Vivian Ortiz, a Mattapan resident, said she wants to see the policing model evolve and expand into a better rapport with adults in communities of color, even as the force works to make inroads with children through their schools.

“[I hope] that we have more community policing,” she said, “that folks are not like, ‘Oh my god, the police are here, the helicopter’s flying overhead!’ but that we have more daily interactions, that we see folks driving around at night, and that you can have a relationship with them and they know who you are.”

Her hopes seem to jibe with what Gross listed as a chief priority in taking the helm this week – stepping up the department’s community policing. “I got a promise for you,” he said. “That our community policing model will continue… we have the top community policing model in the country, for review we’re gonna make sure it’s bigger and better. I come from the community. I thank you, the community, for putting me here as the 42nd police commissioner.”

Gross tipped his cap to the local seniors who waited patiently on the warm evening and thanked the mayor and the outgoing Suffolk County district attorney, Dan Conley. “We always pay respect for who looks out for our communities,” the commissioner said.

City Council President Andrea Campbell, who was at the Mattapan night out, said in an earlier interview with the Reporter that she is excited for Gross to take on his new post. “I’m an optimistic person anyway,” she said, “so although we have issues in the city of Boston that are serious and that we have to address and to solve, I absolutely believe we have the human capital, the resources, to get these issues resolved.

She knows that Gross cares about a number of the issues her district has called for her to champion, Campbell said. “Now the question is: What is the action plan to resolve unsolved murders, to get the body camera program quickly implemented, to make sure the agency is diverse and representative of the demographics of the city of Boston, and the list goes on,” she added.

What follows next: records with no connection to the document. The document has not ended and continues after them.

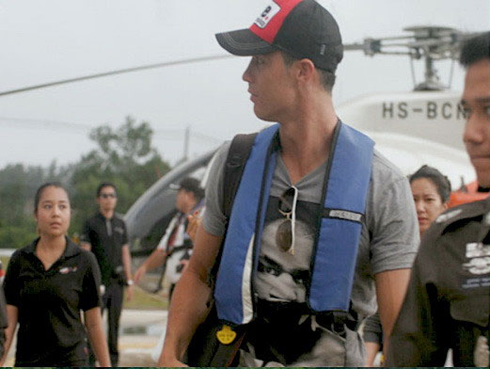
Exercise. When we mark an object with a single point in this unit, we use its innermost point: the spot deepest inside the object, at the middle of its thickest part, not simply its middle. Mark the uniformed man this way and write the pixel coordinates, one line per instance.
(447, 303)
(105, 235)
(175, 246)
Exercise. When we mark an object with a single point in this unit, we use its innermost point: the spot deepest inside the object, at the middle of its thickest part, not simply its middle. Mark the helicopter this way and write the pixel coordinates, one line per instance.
(422, 126)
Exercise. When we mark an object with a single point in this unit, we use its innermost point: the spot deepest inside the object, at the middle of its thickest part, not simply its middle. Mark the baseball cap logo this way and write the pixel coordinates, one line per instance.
(265, 17)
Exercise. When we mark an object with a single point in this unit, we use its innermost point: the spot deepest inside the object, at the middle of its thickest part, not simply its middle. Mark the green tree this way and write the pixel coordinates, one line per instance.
(124, 156)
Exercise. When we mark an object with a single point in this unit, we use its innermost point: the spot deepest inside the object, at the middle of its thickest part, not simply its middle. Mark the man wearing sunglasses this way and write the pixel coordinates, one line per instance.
(322, 225)
(105, 235)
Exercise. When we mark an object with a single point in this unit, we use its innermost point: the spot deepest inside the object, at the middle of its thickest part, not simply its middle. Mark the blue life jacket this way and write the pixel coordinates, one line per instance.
(338, 230)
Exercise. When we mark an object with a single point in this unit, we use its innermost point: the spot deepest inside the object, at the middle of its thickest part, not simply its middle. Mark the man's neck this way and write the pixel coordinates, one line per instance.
(189, 207)
(306, 145)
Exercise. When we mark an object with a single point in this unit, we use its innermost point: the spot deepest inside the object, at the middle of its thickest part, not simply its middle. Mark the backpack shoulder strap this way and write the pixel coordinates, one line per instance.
(240, 149)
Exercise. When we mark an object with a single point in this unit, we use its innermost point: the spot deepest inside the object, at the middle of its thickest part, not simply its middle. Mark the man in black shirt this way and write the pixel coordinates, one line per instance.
(447, 302)
(105, 235)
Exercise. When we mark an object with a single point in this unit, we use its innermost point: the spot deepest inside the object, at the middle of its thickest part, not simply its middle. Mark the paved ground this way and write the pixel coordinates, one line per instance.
(141, 330)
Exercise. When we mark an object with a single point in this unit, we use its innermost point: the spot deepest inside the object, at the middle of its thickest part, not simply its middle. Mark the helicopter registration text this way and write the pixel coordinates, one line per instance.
(448, 110)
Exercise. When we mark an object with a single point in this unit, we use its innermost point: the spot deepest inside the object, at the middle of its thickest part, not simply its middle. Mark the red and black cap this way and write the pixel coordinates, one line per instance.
(302, 28)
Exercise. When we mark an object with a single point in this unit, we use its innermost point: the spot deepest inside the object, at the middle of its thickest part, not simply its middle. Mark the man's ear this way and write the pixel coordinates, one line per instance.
(306, 69)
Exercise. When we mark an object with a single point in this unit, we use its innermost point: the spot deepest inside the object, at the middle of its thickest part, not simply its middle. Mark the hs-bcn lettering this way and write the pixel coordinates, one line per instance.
(431, 110)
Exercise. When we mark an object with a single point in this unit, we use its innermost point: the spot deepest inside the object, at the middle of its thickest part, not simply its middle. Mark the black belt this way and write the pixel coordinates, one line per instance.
(336, 321)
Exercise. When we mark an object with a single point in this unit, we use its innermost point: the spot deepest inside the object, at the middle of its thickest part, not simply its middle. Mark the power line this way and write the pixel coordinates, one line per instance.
(159, 134)
(115, 72)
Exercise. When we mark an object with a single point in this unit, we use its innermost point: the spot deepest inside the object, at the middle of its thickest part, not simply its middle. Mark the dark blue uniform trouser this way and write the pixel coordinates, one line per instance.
(112, 300)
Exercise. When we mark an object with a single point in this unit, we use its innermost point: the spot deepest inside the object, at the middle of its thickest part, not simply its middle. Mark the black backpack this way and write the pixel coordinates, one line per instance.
(204, 349)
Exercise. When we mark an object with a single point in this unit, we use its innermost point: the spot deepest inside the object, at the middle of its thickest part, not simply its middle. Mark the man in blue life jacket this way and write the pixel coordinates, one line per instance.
(322, 228)
(447, 302)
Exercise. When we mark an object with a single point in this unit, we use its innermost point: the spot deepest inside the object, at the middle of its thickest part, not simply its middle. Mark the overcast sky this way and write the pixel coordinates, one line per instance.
(50, 40)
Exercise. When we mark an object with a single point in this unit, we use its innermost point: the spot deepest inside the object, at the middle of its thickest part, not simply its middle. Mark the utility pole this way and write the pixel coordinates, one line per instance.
(186, 143)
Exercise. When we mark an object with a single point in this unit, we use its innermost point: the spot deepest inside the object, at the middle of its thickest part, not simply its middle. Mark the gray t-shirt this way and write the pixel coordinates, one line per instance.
(389, 236)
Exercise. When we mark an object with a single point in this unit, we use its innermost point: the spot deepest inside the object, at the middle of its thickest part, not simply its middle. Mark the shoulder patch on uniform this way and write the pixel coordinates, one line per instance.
(448, 215)
(487, 219)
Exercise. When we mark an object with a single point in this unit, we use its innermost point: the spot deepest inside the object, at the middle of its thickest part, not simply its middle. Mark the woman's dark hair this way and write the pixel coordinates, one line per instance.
(41, 189)
(441, 182)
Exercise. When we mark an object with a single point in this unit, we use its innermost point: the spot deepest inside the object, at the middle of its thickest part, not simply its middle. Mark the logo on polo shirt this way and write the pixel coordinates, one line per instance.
(479, 258)
(67, 270)
(448, 215)
(266, 16)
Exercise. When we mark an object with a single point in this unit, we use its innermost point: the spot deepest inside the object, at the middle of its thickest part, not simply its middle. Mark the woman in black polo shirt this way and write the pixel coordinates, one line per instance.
(47, 284)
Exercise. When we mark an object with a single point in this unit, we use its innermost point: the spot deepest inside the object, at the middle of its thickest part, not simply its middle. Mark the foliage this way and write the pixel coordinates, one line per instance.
(124, 156)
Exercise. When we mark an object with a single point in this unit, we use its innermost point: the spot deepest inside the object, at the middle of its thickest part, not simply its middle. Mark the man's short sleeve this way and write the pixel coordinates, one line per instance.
(125, 238)
(393, 228)
(214, 221)
(85, 235)
(91, 283)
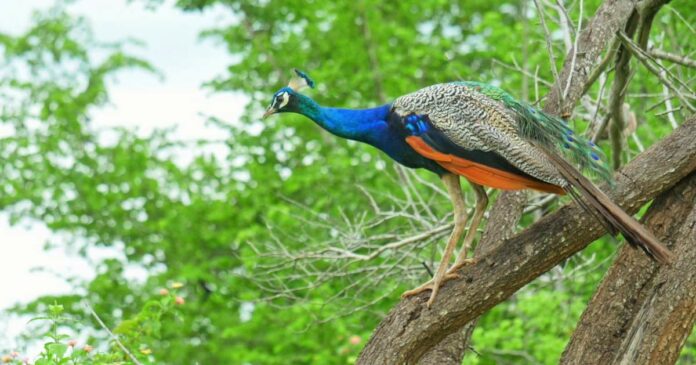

Gross was born in Maryland and raised in Dorchester. He joined the police department in 1983 with hopes of becoming a detective, a rank he earned and then some: nearly five years ago he was promoted to superintendent-in-chief.

For most of his 35 years on the force, he has worn Boston Police garb day in and day out.

Laughing in a maroon short-sleeved button-down shirt Monday night, Gross said, “Somebody’s gonna have to help me buy some suits! I’m used to being in uniform.”

Simon Rios of WBUR and Reporter correspondent Kevin Perrington-Turner contributed to this report.